This week I had an “On Faith” article in the Washington Post which explored the implications of the dramatic defeat of Texas’ proposed abortion legislation last week, and its likely passage in a new special session this month. The legislation, in addition to requiring abortion providers to have appropriate access to hospital facilities should something go wrong (we’ve seen the horrific results for women when this is not the case), bans abortion after 20 weeks gestation. A similar ban was passed in the House, and last night the Weekly Standard reported that Mark Rubio will introduce a bill in the Senate that will also ban abortion after 20 weeks–with exceptions for rape and life of the mother.

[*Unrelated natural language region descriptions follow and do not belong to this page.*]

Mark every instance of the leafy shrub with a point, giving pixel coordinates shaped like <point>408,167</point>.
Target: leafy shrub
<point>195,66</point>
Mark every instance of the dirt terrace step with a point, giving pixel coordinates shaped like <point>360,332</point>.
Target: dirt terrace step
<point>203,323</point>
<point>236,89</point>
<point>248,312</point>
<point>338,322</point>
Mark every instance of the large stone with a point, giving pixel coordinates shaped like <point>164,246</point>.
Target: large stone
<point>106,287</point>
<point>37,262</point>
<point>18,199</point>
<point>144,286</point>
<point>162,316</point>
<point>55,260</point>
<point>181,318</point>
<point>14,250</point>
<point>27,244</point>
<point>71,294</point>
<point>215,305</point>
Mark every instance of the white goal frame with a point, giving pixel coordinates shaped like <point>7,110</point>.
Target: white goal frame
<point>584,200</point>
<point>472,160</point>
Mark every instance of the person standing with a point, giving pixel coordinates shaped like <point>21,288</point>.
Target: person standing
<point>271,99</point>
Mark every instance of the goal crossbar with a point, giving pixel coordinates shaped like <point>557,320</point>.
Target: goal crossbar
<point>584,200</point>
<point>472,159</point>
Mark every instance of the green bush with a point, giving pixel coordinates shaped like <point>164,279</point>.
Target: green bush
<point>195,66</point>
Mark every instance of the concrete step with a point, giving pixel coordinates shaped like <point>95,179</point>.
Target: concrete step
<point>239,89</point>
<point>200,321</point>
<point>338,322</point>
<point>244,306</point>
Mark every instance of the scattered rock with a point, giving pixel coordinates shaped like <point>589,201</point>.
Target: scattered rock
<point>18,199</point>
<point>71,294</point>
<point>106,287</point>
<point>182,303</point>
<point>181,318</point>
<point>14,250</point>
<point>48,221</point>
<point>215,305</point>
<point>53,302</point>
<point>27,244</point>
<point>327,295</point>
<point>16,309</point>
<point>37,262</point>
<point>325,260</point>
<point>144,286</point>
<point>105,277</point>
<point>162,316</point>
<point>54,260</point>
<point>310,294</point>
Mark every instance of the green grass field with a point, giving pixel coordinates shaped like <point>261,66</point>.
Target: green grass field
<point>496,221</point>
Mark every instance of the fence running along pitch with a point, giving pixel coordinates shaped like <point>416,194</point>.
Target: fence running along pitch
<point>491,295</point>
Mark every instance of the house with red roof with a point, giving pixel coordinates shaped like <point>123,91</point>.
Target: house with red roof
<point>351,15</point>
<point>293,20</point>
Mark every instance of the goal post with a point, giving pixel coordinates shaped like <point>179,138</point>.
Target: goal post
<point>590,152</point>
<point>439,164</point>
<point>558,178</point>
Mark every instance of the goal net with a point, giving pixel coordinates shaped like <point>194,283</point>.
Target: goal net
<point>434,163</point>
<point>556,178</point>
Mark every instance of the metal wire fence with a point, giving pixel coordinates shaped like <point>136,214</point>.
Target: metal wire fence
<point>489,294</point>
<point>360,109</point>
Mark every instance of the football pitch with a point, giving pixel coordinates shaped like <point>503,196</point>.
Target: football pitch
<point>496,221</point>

If some thought that the Texas bill “turned back the clock” on women’s rights, then it will be quite the spectacle when Rubio goes to the Senate floor to argue that this ban should apply for the whole nation. Some believe (and I am one of them) that the bill has little chance in the Senate precisely because too many people will think of it as “extreme.” But is it?
Here are the gestational ages at which some European countries ban abortion (with exceptions similar to those in the House bill):
Belgium: 12 weeks
Denmark: 12 weeks
France: 12 weeks
Germany: 12 weeks
Greece: 12 weeks
Italy: 12 weeks
Holland: 13 weeks
Portugal: 16 weeks
Sweden: 18 weeks
Ireland, one of the safest places in the world for pregnant women, is having a very different kind of conversation. It is apparently controversial in this very developed country to include risk of suicide as an example of the only exception which would exist under Irish law: the life of the mother.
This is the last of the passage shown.